Das Bosporanische Reich (lateinisch Regnum Bospori) war ein antikes hellenistisches Königreich zu beiden Seiten des kimmerischen Bosporus, das sich im 5. Jahrhundert v. Chr. aus den griechischen Kolonien im nördlichen Schwarzmeergebiet und an den Küsten des Asowschen Meeres gebildet hatte.

Nach einer Phase des wirtschaftlichen und damit verbundenen militärischen Niedergangs im 3. Jahrhundert v. Chr. wurde das Reich um 107 v. Chr. vom Königreich Pontos annektiert. Nach der Eingliederung von Pontos in das Römische Reich durch Pompeius war das Bosporanische Reich ein von Rom abhängiger Staat. Im 1. und 2. Jahrhundert n. Chr. erstarkte das Reich unter der Herrschaft einer sarmatischen Dynastie wieder, war allerdings oft Überfällen benachbarter Stämme ausgesetzt. Das Königreich wurde im Rahmen der Völkerwanderung im 4. und 5. Jahrhundert von den Goten und den Hunnen zerschlagen.

Geschichte

Entstehung des Reiches und Herrschaft der Archaianaktiden

Den Kern, um den das Bosporanische Reich entstand, bildeten die griechischen Poleis auf beiden Seiten der Straße von Kertsch. Diese hieß im Altertum Kimmerischer Bosporus, im Unterschied zum Thrakischen Bosporus. In den achtziger Jahren des fünften Jahrhunderts v. Chr. wurden diese Poleis durch die Archaianaktiden – ein Adelsgeschlecht, das wahrscheinlich ursprünglich aus Milet oder Mytilene stammte – aus der Stadt Pantikapaion geeinigt. Die Archaianaktiden hatten wahrscheinlich die Machtfunktionen als erbliche Archonten inne, wodurch zumindest die äußeren Kennzeichen eines demokratischen Staatsaufbaus gewahrt blieben. Indem sie nun aber diese Macht vererbten, brachen sie entschieden mit den Traditionen der hellenischen Demokratie und begünstigten das Hinüberwachsen des Staatsaufbaus einer Polis in den einer Monarchie.

Die Einigung, von der auch mehrere einheimische Stämme erfasst wurden, erfolgte auch aus strategischen und wirtschaftlichen Gründen. Nur auf diese Weise konnte dem Vordringen der Barbarenstämme Halt geboten und dem Getreidehandel eine stabile Organisationsform verliehen werden.

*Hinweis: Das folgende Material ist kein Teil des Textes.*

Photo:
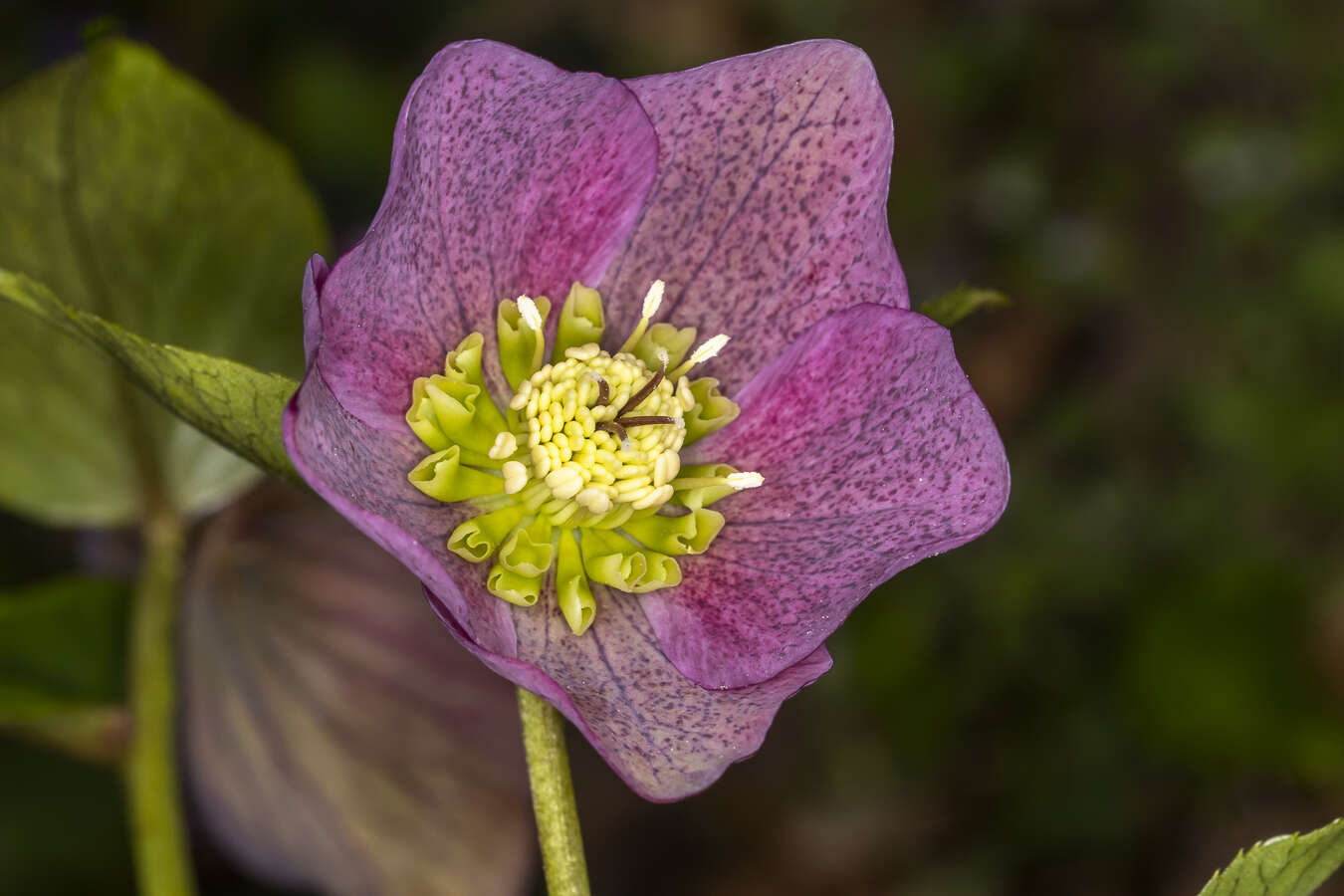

Herrschaft der Spartokiden

Nach dem Sturz der Archaianaktiden im Jahr 438 v. Chr. befand sich das Reich, nach Diodor, unter der Herrschaft der thrakischen Spartokiden, die mehr als dreihundert Jahre regieren sollten. Die Umstände, die zum Dynastiewechsel führten, sind unbekannt. Die Namen des Gründers der Dynastie – Spartokos – und einiger seiner Nachfolger sind thrakisch und bekunden zunehmend das Interesse der Griechen an der Schwarzmeerregion. Dies wird auch durch die zeitweise recht häufige Erwähnung der Städte dokumentiert. Die Spartokiden und besonders Satyros I., Leukon I. (389/8–349/8) sowie sein Sohn Pairisades I. (349/8–311/10) – gestützt auf ein zahlreiches Söldnerheer – konnten die Grenzen des Reiches noch erweitern.

Der Krieg zwischen Sindike, Heraclea Pontica und dem Bosporanischen Reich

Begrenzt war das Bosporanische Reich im Osten vom Königreich Sindike, das zwischen dem See Maeotis (Asow See) und dem Kuban Fluss lag, was wohl in etwa dem Oblast Kuban entspricht. Satyros I., der amtierende König des Reiches, hatte 389 durch Bestechung eines griechischen Beamten die Stadt Panagoria gewonnen und belagerte nun die Stadt Theodosia die (unter anderem Namen) vermutlich zum Königreich Sindike gehörte.

Er beschuldigte die Königin von Sindike Tirgatao, sein Reich angegriffen zu haben und dabei seinen Sohn Metrodoros getötet zu haben.

Um den Frieden zu wahren, heiratete König Hekataios von Sindike die Tochter von Satyros I. und verstieß seine Frau Tirgatao, eine Prinzessin der Maeoten (altgriechisch Maiōtai oder

Μαλιῶται

) aus Ixomatae (dem Land der Ixones), die er in einem Turm einschloss.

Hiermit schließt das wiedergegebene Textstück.